Some people have tried to explain these bizarre moves by saying that modern business are “risk-averse” so they naturally kowtow to activists. But that doesn’t really make sense. There weren’t many activists making demands of either retailer. And the danger of irritating large segments of the core base should have set off alarms.
Seriously, was there anyone not going to Sears (or Walmart for that matter) because it sold “Confederate merchandise”? How did this move solve any problem? It only created a problem.
The few activists that might be placated in the execs’ eyes are the very same people usually working against businesses, Walmart especially. Now they’ve been encouraged. They will make greater demands in the future.

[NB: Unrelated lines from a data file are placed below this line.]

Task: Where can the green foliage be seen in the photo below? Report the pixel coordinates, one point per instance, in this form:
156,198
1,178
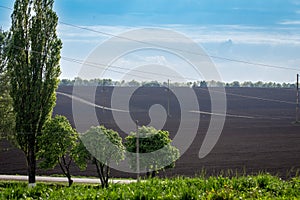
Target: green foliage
59,144
33,65
6,110
152,140
203,83
245,187
105,146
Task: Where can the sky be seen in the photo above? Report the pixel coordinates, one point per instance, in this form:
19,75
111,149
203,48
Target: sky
256,31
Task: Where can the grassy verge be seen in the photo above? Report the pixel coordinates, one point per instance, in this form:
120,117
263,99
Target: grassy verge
262,186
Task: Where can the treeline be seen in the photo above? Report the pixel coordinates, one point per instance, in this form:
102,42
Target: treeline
134,83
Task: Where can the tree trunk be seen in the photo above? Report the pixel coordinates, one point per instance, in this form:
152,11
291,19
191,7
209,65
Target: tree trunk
31,161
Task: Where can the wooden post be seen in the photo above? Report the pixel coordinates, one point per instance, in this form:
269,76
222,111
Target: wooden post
168,97
297,101
137,151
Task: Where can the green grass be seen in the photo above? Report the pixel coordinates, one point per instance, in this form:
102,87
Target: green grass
262,186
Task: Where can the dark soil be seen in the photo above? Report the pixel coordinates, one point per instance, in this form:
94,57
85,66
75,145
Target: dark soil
268,142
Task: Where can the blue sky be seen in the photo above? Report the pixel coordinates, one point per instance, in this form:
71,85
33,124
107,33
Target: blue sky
262,31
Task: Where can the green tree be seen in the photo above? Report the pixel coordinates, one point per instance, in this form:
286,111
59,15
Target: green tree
6,110
59,145
33,65
105,146
151,140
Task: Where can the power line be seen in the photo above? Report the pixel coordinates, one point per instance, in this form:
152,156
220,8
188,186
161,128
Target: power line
161,46
195,53
153,73
226,93
190,111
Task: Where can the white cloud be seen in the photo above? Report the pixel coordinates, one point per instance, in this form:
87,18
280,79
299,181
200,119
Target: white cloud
290,22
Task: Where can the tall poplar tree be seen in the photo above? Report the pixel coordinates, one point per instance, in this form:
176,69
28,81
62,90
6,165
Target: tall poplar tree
33,64
6,111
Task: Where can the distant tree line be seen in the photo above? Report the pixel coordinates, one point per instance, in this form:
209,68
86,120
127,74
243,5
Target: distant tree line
134,83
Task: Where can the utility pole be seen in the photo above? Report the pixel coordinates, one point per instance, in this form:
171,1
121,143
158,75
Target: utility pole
168,97
297,101
137,151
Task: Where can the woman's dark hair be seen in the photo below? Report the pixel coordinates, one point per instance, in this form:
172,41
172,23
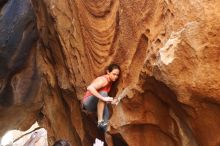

Both companies could have easily sat this out.
I have been shopping at Sears occasionally — to try to help them out. I live in Arlington, Virginia, a proudly Walmart-free liberal county. I won’t be shopping at Sears, no doubt hastening its demise, and I certainly won’t be making my way to a Walmart anytime soon. Nor will I waste intellectual energy defending Walmart when it comes under attack from antibusiness liberals.
Much the same goes for NASCAR. Over the last couple of years, after its peak of popularity in the “W” years, NASCAR has made uncomfortable moves to get away from its base audience of Walmart and Sears shoppers (Craftsman tools!). After eagerly saying it welcomed homosexual marriage (in the pits?), it too has jumped on the bash-the-Confederacy bandwagon.
NASCAR has been under a guilt-bombing by liberals who wouldn’t be caught dead within 50 miles of a NASCAR race over the sport’s “lack of diversity;” as if every sport is supposed to match the racial makeup of the U.S.
Does NASCAR possibly think it will find a new, bigger, more loyal audience in urban environments and people offended by the Confederate flag? Well, good luck on that one. I won’t be watching any longer.
I’ll write eventually on the increasing politicization of sports. Suffice to say, I abandoned the NFL over the Limbaugh snub many years ago. I cut back my NBA watching this year because it has become hyperpoliticized (more than just the Jason Collins thing). Major League Baseball is usually okay though it’s fetishization of Jackie Robinson is approaching need-a-restraining order time. So, I’ve learned a lot about hockey this year. The NHL is growing on me – and I watch a lot of smaller conference college sports. I watch a lot of sports. I have a Washington Nationals-Atlanta Braves rerun going on the TV right now as I write this. I love knowing the Nats are going to win.